Wall Street Banks Vie for $1 Billion Fee Pool in SpaceX IPO
Wall Street’s top investment banks are locked in an intense competition to lead what is expected to be the largest initial public offering in history — SpaceX’s blockbuster listing, which could generate over $1 billion in fees for underwriters. The aerospace company, founded by Elon Musk, publicly unveiled its S-1 registration statement on May 20, revealing plans to raise approximately $75 billion at a valuation of up to $1.75 trillion, according to Business Insider.
The Battle for the Lead Left
Goldman Sachs has secured the coveted “lead left” position on the IPO prospectus — the most prestigious role in any underwriting syndicate. The bank, which also led Tesla’s 2010 IPO, will oversee all bookrunning ahead of the offering, including planning institutional investor allocations and drafting regulatory filings, as CNBC first reported.

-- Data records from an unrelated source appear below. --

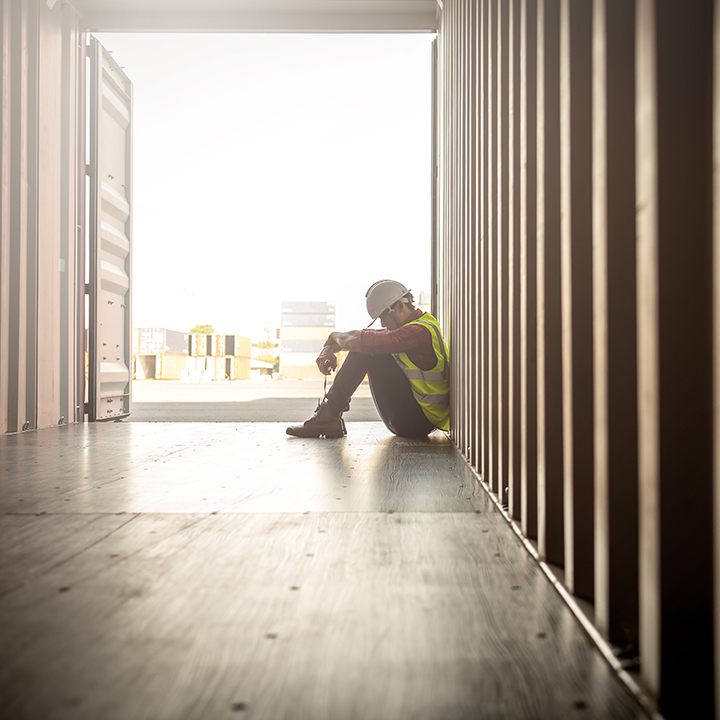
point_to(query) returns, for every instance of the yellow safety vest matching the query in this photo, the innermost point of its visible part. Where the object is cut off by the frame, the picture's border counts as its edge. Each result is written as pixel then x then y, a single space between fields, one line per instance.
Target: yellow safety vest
pixel 431 388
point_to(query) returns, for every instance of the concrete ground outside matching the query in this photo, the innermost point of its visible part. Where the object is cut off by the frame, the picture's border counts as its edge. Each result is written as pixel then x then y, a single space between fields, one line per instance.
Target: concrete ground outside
pixel 290 401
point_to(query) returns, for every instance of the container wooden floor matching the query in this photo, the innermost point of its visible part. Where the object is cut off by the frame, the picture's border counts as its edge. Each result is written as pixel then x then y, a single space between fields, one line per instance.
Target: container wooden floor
pixel 190 571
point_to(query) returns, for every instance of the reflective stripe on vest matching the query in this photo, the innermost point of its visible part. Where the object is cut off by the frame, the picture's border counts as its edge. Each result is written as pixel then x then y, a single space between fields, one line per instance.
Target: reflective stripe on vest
pixel 430 387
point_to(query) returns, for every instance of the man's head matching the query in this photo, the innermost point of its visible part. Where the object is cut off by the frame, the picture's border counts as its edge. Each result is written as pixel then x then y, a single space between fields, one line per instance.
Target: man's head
pixel 398 314
pixel 390 301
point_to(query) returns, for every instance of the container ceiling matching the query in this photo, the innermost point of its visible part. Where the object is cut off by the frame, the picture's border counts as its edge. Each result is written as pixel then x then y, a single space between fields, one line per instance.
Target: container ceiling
pixel 259 15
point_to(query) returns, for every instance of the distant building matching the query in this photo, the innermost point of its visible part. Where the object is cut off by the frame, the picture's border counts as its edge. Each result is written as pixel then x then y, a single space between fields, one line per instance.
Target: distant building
pixel 161 354
pixel 219 357
pixel 304 327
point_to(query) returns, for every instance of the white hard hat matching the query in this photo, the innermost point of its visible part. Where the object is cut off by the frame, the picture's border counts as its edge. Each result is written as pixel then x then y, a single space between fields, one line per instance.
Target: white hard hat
pixel 382 295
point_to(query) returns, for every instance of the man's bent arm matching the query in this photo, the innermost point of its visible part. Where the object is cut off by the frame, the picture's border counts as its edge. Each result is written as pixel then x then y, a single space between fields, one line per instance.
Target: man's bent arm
pixel 349 340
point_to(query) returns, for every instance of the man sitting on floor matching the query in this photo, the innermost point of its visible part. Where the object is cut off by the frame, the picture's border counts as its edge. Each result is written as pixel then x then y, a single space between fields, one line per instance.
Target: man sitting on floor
pixel 406 364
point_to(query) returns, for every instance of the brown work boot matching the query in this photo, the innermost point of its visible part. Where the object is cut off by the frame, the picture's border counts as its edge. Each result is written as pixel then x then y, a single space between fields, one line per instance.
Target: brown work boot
pixel 324 423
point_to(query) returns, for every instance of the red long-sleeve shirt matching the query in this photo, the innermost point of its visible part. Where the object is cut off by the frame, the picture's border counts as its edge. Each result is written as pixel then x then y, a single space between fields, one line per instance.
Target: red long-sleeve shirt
pixel 415 340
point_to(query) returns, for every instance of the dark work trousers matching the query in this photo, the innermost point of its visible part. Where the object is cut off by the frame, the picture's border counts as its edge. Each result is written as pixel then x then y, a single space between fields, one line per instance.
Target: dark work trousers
pixel 390 389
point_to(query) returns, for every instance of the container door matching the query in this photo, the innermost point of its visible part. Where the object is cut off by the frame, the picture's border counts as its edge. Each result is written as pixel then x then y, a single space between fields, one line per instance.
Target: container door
pixel 110 238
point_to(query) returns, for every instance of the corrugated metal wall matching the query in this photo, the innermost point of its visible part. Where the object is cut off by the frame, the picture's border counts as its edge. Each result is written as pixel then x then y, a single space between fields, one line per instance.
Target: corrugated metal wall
pixel 576 271
pixel 41 273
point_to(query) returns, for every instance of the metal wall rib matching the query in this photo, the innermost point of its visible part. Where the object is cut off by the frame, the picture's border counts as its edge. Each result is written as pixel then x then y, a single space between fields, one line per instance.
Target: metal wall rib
pixel 41 161
pixel 577 283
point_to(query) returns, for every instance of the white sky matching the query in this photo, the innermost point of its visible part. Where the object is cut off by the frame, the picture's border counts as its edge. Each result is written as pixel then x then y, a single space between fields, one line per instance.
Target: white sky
pixel 273 168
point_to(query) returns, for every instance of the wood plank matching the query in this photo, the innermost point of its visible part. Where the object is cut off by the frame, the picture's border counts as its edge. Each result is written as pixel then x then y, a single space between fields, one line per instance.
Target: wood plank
pixel 124 467
pixel 320 615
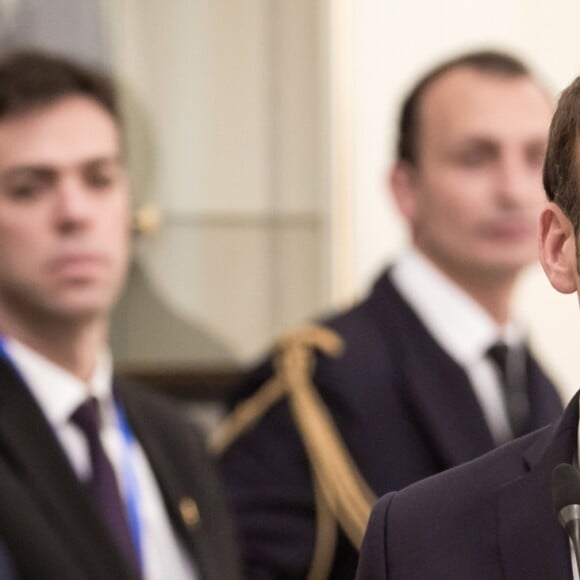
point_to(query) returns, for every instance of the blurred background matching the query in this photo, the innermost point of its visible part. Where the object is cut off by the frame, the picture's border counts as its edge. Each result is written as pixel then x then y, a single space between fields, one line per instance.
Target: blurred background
pixel 259 133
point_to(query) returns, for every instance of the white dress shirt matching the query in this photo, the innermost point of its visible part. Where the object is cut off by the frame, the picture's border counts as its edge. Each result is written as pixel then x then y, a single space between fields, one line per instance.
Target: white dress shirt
pixel 463 329
pixel 577 462
pixel 59 393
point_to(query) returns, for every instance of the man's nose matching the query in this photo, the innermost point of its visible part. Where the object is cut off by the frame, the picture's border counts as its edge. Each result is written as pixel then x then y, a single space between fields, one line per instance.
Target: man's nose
pixel 72 205
pixel 516 181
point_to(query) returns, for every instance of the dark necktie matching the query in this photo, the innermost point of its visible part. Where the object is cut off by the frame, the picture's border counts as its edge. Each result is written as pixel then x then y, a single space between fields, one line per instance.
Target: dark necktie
pixel 102 485
pixel 513 388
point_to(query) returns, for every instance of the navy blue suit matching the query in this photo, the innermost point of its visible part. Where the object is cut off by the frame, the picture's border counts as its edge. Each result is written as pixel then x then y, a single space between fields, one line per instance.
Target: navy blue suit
pixel 6 567
pixel 488 519
pixel 48 524
pixel 404 408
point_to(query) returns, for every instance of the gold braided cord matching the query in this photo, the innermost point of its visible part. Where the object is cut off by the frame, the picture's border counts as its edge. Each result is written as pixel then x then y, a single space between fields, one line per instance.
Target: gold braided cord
pixel 343 487
pixel 245 416
pixel 326 538
pixel 341 493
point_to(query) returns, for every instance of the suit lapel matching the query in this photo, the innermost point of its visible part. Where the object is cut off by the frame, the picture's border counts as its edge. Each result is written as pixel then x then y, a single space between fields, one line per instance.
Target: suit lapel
pixel 532 543
pixel 176 492
pixel 28 443
pixel 444 404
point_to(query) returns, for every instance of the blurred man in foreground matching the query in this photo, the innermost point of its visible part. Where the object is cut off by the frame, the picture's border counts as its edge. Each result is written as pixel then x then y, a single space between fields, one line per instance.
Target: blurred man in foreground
pixel 98 480
pixel 494 518
pixel 430 370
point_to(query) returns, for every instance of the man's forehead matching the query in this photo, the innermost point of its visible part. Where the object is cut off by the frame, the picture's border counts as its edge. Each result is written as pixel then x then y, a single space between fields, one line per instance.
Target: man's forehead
pixel 71 131
pixel 467 100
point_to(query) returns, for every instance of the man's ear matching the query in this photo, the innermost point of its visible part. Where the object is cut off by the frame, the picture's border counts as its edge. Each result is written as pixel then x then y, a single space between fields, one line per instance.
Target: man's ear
pixel 558 249
pixel 402 182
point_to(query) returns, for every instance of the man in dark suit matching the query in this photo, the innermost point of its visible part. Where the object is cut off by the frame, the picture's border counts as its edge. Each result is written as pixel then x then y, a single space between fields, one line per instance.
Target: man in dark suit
pixel 493 518
pixel 98 479
pixel 411 381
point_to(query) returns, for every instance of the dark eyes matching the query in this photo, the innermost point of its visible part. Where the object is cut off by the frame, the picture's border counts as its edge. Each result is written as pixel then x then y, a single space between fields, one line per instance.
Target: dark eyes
pixel 30 185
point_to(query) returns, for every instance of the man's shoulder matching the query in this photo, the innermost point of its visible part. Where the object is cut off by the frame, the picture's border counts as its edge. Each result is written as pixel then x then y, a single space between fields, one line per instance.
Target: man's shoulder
pixel 155 412
pixel 458 491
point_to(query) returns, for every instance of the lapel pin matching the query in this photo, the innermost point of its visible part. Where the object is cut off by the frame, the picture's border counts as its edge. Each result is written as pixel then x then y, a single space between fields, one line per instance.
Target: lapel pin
pixel 189 512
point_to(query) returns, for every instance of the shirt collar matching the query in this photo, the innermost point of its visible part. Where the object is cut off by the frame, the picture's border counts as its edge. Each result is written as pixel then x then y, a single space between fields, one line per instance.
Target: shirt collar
pixel 462 327
pixel 57 391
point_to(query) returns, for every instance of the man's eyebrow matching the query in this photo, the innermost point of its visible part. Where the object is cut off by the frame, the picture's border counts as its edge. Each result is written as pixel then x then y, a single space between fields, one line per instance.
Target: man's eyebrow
pixel 49 169
pixel 105 160
pixel 38 170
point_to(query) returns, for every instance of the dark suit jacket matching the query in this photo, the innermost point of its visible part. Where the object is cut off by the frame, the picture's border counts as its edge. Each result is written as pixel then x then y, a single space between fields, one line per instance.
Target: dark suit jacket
pixel 47 522
pixel 489 519
pixel 404 408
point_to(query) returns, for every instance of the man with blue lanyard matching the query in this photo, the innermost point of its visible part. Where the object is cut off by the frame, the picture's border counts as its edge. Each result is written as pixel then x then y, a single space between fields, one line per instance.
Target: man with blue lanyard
pixel 97 480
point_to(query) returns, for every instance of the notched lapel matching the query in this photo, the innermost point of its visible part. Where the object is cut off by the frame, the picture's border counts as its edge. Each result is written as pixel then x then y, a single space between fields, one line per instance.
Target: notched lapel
pixel 532 544
pixel 444 403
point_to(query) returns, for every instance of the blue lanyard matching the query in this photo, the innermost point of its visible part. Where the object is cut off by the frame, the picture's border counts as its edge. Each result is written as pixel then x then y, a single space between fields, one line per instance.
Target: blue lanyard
pixel 130 485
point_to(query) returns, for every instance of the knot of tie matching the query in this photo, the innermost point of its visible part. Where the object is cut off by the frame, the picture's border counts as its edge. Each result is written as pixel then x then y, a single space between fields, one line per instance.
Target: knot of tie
pixel 87 418
pixel 513 387
pixel 498 353
pixel 102 486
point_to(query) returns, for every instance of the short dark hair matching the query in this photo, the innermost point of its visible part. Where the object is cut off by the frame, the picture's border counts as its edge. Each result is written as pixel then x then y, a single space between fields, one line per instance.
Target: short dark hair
pixel 31 80
pixel 486 61
pixel 561 172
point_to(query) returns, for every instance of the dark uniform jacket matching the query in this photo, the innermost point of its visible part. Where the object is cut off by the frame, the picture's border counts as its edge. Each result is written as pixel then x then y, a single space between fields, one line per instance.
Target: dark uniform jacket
pixel 490 519
pixel 47 523
pixel 404 409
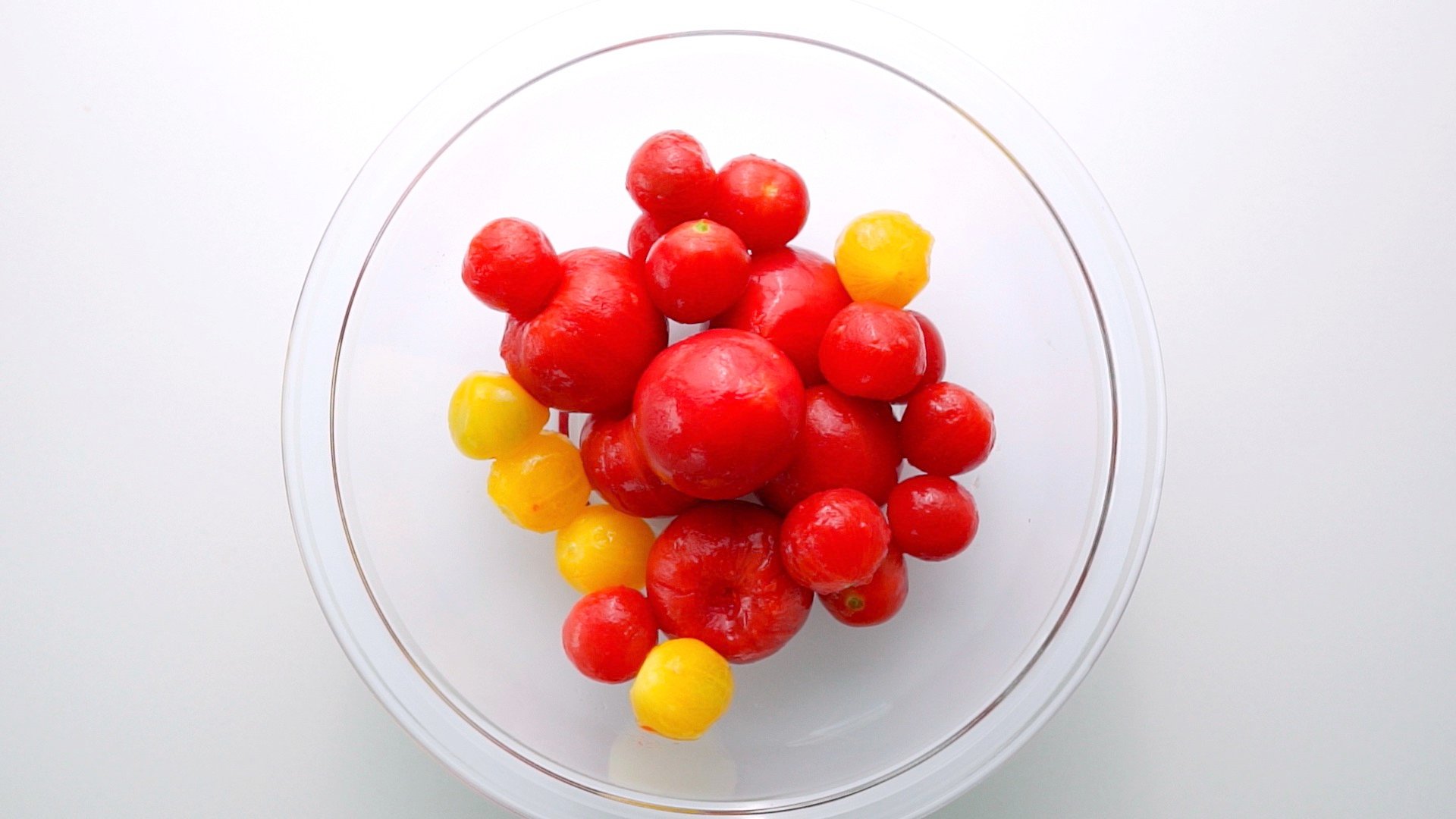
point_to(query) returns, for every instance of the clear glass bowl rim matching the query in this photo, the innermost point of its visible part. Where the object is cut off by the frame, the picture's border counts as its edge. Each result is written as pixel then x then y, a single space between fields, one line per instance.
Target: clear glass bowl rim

Morgan Stanley takes the role of stabilization agent, responsible for supporting the stock price in early trading. It also holds a special position for retail investor allocation through its directed share program and platforms including E-Trade, Charles Schwab, Fidelity, Robinhood, and SoFi, according to Yahoo Finance. Bank of America, Citigroup, and JPMorgan Chase round out the five core bookrunners, with a total of 23 firms named on the prospectus.
A Record-Breaking Fee Pool
The fee pool from the SpaceX IPO could range from $800 million to over $1.125 billion. At a hypothetical 1.5% fee on a $75 billion offering — a compressed rate typical for mega-deals — the pool would reach $1.125 billion, dwarfing any previous single-IPO fee structure. For context, midsize IPOs historically carry fees around 7%, but rates compress significantly for offerings of this magnitude.
“The sheer scale of the private-sector valuation here is ‘unprecedented,’” Jay Ritter, a finance professor at the University of Florida and a leading IPO expert, told Business Insider, “setting the stage for a public issuance of groundbreaking scale and scope.”
Financial Picture and Valuation
SpaceX’s S-1 filing reveals a company with $18.7 billion in revenue for 2025, though it posted a $4.9 billion loss. The majority of revenue comes from its Starlink satellite internet network, which operates approximately 10,000 satellites serving consumers, governments, and enterprise customers globally.
As Al Jazeera noted, a successful sale could value the company at a record-setting $1.75 trillion, putting Musk on track to become the first trillionaire in history. The valuation would eclipse Saudi Aramco’s 2019 IPO, which raised $29.4 billion — the current record.
SpaceX merged with Musk’s xAI in February 2026, valuing the rocket company at $1 trillion and the AI startup at $250 billion. The company will trade under the ticker “SPCX” on both the Nasdaq and Nasdaq Texas.
Market Context and the “Hectocorn” Wave
The IPO arrives after years of subdued equity capital markets activity. The first quarter of 2026 saw a surge, with major banks reporting double-digit growth in ECM revenues. Citigroup CEO Jane Fraser noted an “exceptionally strong start” to the year as the bank’s ECM fees jumped 64% year-over-year.
SpaceX is part of a broader wave of $100 billion-plus tech companies — dubbed “hectocorns” — considering public listings in 2026. OpenAI, valued at approximately $1 trillion, and Anthropic, valued at roughly $350 billion, are among the most anticipated. The success or failure of SpaceX’s IPO could set the tone for these upcoming listings.
Retail Investor Access and Governance
In a notable departure from traditional mega-IPOs, SpaceX plans to allocate a significant portion of shares to retail investors through platforms like E-Trade, Robinhood, and SoFi. This democratization of access could drive substantial demand but also introduces potential volatility.
The company’s board has granted Musk control, tying much of his compensation to audacious targets including establishing a permanent human colony on Mars and building space data centers with compute capacity equivalent to 100,000 one-gigawatt nuclear reactors.
Timeline and Outlook
The share sale is expected as early as June 11, with listing on the Nasdaq aimed for June 12. The IPO will test whether the market can absorb a company valued at over 100 times sales — a premium that has historically made mega-IPOs risky for early investors. As the Economic Times noted, most mega-IPOs raising over $15 billion have underperformed in their first year, with Meta Platforms being the notable exception.
For Wall Street, however, the immediate prize is clear: a fee pool that could single-handedly reshape quarterly earnings for the participating banks and cement the winning firms’ positions in the elite tier of IPO underwriting for years to come.